The iShares MSCI Mexico Capped ETF (NYSEARCA:EWW) declined marginally, bur remained up strongly versus the iShares MSCI Canada ETF (NYSEARCA:EWC). The Mexico index is now up 16.4 percent for the year, versus the 2.8 percent result for the Canadian index.

Mexico's economy continues to face a multitude of challenges stemming from lower energy costs and reform, trade policy issues with the U.S., and now, scrutiny regarding the country's Class I railroad operators pricing power. Despite this, the country continues to have strong investment potential. Canada's economy has been stable, similar to the U.S. of late.


Last week's performance has gotten back on track. The week before did offer some solid buying opportunities.

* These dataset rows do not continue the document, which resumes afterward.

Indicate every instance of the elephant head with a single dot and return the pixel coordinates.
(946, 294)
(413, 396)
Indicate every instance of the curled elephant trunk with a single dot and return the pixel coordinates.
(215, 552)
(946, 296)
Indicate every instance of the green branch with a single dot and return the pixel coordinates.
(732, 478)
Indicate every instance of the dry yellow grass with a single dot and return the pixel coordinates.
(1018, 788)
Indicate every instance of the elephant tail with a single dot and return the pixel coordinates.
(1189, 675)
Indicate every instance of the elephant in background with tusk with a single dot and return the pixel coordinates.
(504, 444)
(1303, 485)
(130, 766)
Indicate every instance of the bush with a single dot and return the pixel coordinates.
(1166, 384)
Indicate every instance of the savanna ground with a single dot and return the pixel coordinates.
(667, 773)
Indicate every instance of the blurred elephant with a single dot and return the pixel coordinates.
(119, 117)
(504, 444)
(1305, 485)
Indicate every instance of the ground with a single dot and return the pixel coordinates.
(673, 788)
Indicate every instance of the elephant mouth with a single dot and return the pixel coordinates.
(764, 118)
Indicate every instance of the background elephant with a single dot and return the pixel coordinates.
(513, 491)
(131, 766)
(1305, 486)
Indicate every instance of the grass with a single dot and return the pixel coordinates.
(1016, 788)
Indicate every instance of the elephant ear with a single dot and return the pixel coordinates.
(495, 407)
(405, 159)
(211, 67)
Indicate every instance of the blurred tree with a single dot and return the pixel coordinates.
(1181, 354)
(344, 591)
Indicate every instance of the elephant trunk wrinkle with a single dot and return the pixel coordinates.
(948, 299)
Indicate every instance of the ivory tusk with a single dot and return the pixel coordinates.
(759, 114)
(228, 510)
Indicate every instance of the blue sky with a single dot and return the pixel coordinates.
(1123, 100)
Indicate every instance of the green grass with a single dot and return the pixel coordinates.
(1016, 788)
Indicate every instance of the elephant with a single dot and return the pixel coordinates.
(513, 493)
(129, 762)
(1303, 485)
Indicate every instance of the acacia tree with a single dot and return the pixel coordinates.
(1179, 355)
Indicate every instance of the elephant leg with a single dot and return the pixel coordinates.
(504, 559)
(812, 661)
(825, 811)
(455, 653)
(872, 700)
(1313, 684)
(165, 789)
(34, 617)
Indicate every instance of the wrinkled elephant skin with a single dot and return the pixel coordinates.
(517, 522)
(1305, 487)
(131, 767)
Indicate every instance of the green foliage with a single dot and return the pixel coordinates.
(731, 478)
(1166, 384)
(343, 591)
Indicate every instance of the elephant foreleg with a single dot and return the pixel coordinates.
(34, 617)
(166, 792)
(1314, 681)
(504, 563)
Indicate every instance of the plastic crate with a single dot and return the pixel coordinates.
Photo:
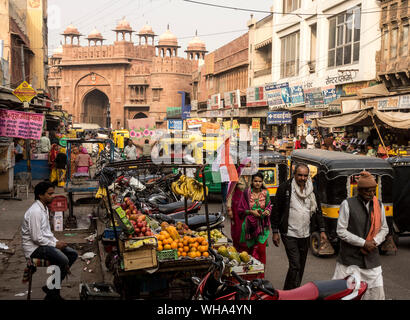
(167, 255)
(109, 232)
(59, 203)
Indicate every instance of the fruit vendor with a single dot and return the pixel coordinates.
(255, 206)
(39, 242)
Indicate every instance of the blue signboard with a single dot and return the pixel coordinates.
(175, 124)
(278, 95)
(297, 96)
(279, 117)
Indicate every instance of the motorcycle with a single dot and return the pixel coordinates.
(212, 287)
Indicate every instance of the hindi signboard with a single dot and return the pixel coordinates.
(25, 92)
(18, 124)
(232, 99)
(279, 117)
(278, 95)
(256, 97)
(297, 96)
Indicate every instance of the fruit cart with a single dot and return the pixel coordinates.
(152, 259)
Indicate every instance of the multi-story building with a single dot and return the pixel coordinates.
(123, 80)
(222, 76)
(393, 60)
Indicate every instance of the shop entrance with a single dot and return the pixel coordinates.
(95, 108)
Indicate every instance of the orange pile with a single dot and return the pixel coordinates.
(186, 246)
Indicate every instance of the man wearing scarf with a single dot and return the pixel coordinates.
(362, 227)
(296, 206)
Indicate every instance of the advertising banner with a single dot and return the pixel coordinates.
(307, 116)
(314, 98)
(278, 95)
(297, 96)
(175, 124)
(215, 102)
(329, 94)
(17, 124)
(256, 97)
(279, 117)
(232, 99)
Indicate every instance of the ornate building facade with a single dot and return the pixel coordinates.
(124, 80)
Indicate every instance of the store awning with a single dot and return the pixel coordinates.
(363, 117)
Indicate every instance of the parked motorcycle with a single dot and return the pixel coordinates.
(213, 287)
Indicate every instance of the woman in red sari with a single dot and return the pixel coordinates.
(235, 191)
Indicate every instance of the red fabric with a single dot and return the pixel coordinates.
(258, 251)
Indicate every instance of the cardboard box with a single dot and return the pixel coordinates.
(58, 221)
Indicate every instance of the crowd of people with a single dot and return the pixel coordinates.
(295, 212)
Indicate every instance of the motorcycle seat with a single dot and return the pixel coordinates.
(309, 291)
(173, 206)
(332, 288)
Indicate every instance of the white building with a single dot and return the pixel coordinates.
(328, 42)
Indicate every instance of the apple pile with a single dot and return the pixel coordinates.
(137, 219)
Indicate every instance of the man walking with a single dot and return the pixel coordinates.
(362, 227)
(39, 242)
(296, 206)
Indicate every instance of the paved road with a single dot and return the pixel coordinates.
(395, 267)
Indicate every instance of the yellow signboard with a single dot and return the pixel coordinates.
(25, 92)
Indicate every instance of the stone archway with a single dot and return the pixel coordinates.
(95, 105)
(140, 115)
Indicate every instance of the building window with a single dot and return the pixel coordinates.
(290, 55)
(404, 40)
(393, 43)
(386, 44)
(156, 94)
(344, 38)
(290, 5)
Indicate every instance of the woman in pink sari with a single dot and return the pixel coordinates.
(235, 191)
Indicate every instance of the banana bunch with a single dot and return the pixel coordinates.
(189, 188)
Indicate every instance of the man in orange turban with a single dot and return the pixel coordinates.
(362, 227)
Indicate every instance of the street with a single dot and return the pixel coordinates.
(395, 267)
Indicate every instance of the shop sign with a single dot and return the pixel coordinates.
(174, 112)
(18, 124)
(314, 98)
(25, 92)
(194, 123)
(307, 116)
(279, 117)
(297, 95)
(256, 124)
(232, 99)
(256, 97)
(329, 94)
(215, 102)
(175, 124)
(278, 95)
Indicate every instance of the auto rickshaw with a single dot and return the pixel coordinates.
(336, 180)
(401, 195)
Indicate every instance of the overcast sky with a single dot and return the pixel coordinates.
(216, 26)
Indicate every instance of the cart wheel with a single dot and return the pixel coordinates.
(315, 243)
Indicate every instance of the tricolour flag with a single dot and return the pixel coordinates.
(224, 164)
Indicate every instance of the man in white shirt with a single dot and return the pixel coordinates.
(39, 242)
(297, 204)
(362, 227)
(130, 151)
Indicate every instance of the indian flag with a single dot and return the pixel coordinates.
(224, 164)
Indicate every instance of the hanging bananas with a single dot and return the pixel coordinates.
(189, 188)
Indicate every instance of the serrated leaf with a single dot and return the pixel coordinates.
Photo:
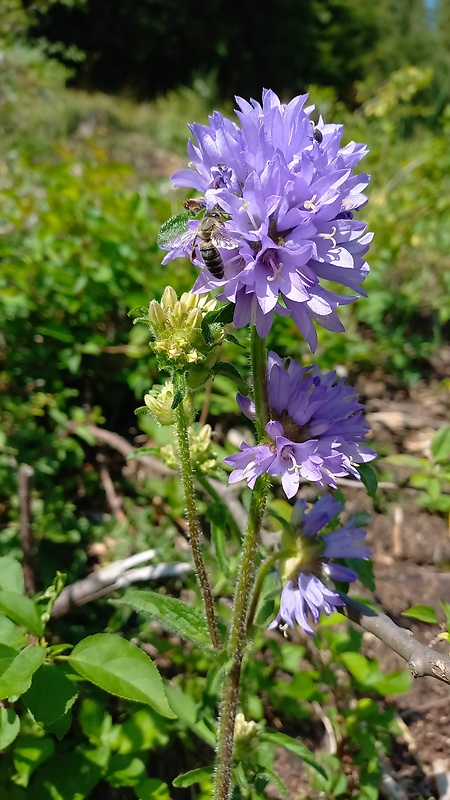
(29, 753)
(11, 575)
(223, 315)
(50, 695)
(422, 613)
(22, 611)
(300, 750)
(173, 227)
(230, 338)
(230, 371)
(193, 776)
(122, 669)
(187, 711)
(9, 727)
(178, 617)
(17, 669)
(440, 445)
(368, 478)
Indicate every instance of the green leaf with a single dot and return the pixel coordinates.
(229, 371)
(193, 776)
(125, 771)
(11, 634)
(423, 613)
(300, 750)
(173, 227)
(9, 727)
(11, 575)
(29, 753)
(223, 315)
(17, 669)
(152, 789)
(120, 668)
(180, 618)
(21, 610)
(368, 478)
(50, 695)
(440, 445)
(71, 776)
(187, 710)
(365, 671)
(394, 682)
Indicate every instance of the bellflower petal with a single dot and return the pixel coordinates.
(290, 202)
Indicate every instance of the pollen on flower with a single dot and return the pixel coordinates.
(279, 192)
(330, 236)
(311, 204)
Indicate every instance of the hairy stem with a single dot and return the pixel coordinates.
(194, 525)
(239, 622)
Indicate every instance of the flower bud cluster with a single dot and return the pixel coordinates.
(177, 329)
(159, 402)
(202, 457)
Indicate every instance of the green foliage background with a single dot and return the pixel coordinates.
(83, 191)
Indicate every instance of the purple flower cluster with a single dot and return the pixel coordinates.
(290, 193)
(317, 429)
(305, 595)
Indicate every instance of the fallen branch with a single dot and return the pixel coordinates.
(420, 659)
(118, 575)
(25, 526)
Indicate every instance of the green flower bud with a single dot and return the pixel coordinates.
(246, 742)
(177, 329)
(202, 457)
(159, 403)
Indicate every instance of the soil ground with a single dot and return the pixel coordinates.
(411, 553)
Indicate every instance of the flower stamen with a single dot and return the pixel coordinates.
(310, 205)
(330, 236)
(277, 274)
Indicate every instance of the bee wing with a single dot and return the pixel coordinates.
(221, 238)
(184, 239)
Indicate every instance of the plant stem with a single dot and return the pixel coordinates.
(259, 375)
(194, 525)
(238, 632)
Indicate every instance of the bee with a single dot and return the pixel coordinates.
(317, 134)
(209, 236)
(195, 204)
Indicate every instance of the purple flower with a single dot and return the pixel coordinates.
(290, 201)
(317, 430)
(305, 595)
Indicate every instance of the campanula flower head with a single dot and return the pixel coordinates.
(306, 593)
(287, 194)
(316, 432)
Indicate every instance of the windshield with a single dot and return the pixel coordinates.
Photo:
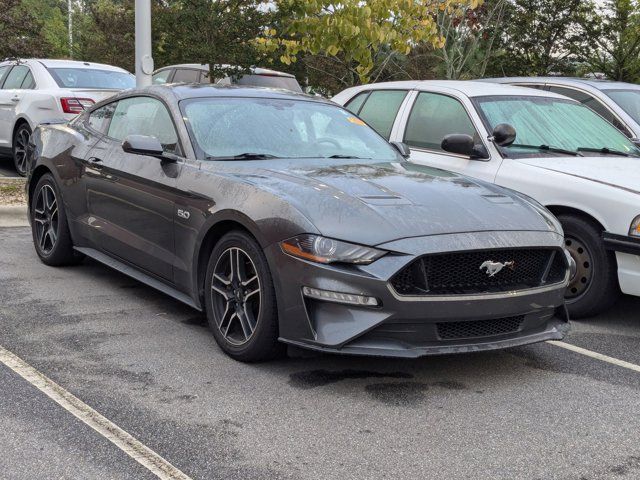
(555, 123)
(227, 127)
(92, 78)
(628, 100)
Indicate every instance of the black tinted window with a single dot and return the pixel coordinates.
(355, 104)
(381, 108)
(3, 72)
(15, 77)
(187, 76)
(144, 116)
(99, 119)
(434, 116)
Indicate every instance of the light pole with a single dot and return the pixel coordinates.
(144, 60)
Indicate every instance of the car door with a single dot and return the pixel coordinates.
(10, 97)
(431, 117)
(131, 197)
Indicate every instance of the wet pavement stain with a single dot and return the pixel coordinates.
(320, 378)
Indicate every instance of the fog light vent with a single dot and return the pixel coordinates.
(338, 297)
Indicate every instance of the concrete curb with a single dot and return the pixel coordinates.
(13, 216)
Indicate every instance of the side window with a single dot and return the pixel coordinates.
(161, 77)
(28, 83)
(15, 77)
(433, 117)
(381, 108)
(99, 119)
(144, 116)
(3, 72)
(187, 76)
(594, 104)
(355, 104)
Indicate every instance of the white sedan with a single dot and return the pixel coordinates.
(35, 91)
(547, 146)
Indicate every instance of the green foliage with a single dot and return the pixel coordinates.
(354, 32)
(613, 46)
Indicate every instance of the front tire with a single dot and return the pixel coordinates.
(594, 288)
(49, 227)
(240, 300)
(21, 139)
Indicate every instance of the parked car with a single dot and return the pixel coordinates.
(284, 217)
(616, 102)
(550, 147)
(39, 90)
(199, 73)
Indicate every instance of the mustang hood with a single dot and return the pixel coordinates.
(376, 203)
(619, 172)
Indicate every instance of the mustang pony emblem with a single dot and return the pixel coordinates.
(494, 267)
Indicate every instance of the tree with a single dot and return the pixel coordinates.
(470, 35)
(20, 31)
(358, 38)
(221, 33)
(613, 32)
(541, 37)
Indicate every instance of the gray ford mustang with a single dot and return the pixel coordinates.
(289, 221)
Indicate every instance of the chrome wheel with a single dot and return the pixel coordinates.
(236, 296)
(21, 143)
(580, 282)
(46, 219)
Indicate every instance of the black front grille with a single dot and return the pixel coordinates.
(461, 273)
(479, 328)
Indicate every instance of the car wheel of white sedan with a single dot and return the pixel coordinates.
(594, 287)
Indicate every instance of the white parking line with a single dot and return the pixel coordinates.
(596, 355)
(121, 439)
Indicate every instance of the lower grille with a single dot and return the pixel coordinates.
(481, 271)
(479, 328)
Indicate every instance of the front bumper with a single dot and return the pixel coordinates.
(411, 326)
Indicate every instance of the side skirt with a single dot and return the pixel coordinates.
(138, 275)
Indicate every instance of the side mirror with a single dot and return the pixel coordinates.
(402, 148)
(463, 144)
(144, 145)
(504, 135)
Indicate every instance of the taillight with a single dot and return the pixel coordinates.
(75, 105)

Everyone will be looking to the first quarter's gross domestic product (GDP) performance as a read on the strength of the economy. Even if it comes in around one percent, this will be much stronger than that last year.

I expect transports to continue to trade with more volatility than broader indices. If the economic market expansion thesis remains intact, investors can expect to see solid returns by year end. We should remain mindful that quarterly growth expectations are expected to increase throughout the year.

Disclosure: I am/we are long ALK, CNI, FDX, HUBG, KSU, ODFL, XPO.

I wrote this article myself, and it expresses my own opinions. I am not receiving compensation for it (other than from Seeking Alpha). I have no business relationship with any company whose stock is mentioned in this article.